Seguir la misión propia es insoslayable. Cabe la posibilidad de huir de la misión, de equivocarse acerca de su naturaleza, de creer haberla encontrado porque uno ha llegado a ser popular, de dispersarla en múltiples actividades. Sean cuales fueren los sucedáneos inventados para eludirla y los pretextos para retardar su cumplimiento, la persona se verá acosada por su misión como por una fantasma, hasta el momento en que se decida a obedecerla. La misión tiene algo de permanente.

Nuestra tarea consiste en dejar que ella cree y desarrolle un lugar en nosotros. Lejos de inventar nuestra misión en la vida lo único que hacemos es descubrirla, es un sentido interior, una conciencia que nos proporciona un conocimiento de nuestra propia unicidad. Brota y se abre como una flor, emerge del interior de uno mismo. Se deja discernir poco a poco. Rara vez es explosión, sino lento desarrollo en paralelo con el crecimiento del ser.

Nadie puede revelarnos nuestra misión. Solo nosotros debemos ser capaces de descubrirla. ¡Cuánto nos gustaría que alguien nos dejara ciertos y seguros de cuál es nuestra misión! Nos sorprendemos a nosotros mismos esperando que algún sabio nos dicte exactamente lo que deberíamos hacer en la vida. ¡Sería tan fácil, pensamos, que nuestros padres nos trazasen el camino a seguir; que nuestro director espiritual nos revelase la voluntad de Dios sobre nosotros; que una inspiración repentina acabase con todas nuestras vacilaciones! La misión no se deja descubrir de esa maneras. Es fruto de un trabajo hecho de reflexión, de soledad, y también de miedo a engañarnos. Aunque dichoso el que haya encontrado en su camino una persona sabia, capaz de sostenerlo en su búsqueda y de confirmar sus intuiciones acerca de su misión.
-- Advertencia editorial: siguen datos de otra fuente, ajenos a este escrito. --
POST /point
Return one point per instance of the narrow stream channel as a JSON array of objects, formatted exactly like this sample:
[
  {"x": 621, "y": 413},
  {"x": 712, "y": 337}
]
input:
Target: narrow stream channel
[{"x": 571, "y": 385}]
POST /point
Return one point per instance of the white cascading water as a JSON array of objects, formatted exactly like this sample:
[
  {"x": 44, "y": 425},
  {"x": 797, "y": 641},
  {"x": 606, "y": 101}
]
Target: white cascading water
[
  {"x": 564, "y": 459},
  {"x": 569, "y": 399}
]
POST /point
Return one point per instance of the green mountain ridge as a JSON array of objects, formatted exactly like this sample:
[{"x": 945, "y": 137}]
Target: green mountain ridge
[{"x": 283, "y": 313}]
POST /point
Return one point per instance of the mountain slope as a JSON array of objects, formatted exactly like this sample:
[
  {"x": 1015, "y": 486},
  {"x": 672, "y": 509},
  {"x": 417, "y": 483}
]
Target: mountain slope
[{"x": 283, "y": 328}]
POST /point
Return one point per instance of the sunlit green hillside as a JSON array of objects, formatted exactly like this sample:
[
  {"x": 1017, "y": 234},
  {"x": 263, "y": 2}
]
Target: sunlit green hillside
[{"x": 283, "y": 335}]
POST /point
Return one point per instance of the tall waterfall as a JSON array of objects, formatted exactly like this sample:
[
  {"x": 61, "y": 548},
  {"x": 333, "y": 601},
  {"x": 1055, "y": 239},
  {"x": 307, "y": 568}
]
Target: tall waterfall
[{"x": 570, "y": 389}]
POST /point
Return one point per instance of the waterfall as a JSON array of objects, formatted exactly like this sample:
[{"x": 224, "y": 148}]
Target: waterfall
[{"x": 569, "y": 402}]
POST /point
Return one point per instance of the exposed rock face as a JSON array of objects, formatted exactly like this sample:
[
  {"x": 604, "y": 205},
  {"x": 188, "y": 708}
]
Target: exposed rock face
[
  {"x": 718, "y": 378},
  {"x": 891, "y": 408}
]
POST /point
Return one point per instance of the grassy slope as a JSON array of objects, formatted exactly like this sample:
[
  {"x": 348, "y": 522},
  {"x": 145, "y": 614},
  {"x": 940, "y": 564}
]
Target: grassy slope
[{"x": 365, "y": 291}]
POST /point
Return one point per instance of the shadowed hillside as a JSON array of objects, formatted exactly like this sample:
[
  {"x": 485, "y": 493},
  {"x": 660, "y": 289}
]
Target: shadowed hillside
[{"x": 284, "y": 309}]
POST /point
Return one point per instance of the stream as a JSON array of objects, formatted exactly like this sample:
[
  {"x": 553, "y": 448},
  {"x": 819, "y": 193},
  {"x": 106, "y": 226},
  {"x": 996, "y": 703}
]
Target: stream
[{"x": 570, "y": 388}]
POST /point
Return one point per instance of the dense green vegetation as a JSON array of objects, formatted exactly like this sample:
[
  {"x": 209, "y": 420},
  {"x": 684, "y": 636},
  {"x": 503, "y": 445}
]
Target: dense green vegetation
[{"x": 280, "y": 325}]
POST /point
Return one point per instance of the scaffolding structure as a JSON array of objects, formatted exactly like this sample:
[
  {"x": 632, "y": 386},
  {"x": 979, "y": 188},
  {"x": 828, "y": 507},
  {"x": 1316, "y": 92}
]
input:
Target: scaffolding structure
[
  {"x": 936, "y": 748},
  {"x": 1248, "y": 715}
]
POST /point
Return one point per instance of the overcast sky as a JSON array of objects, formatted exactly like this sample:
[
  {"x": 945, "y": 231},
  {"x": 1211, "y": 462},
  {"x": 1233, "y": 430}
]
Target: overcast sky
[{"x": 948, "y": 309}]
Una cosa es cierta nuestro centro, o el Dios íntimo, es la fuente de nuestras llamadas. El corazón de nuestra personalidad es el reflejo de Dios en nosotros. Hacer la voluntad de Dios es la respuesta personal de cada individuo al proyecto de Dios. Como cada ser humano es único, manifestará y encarnará el proyecto de Dios. Como cada ser humano es único, manifestará y encarnará el proyecto Dios según lo que él es, de una manera totalmente específica.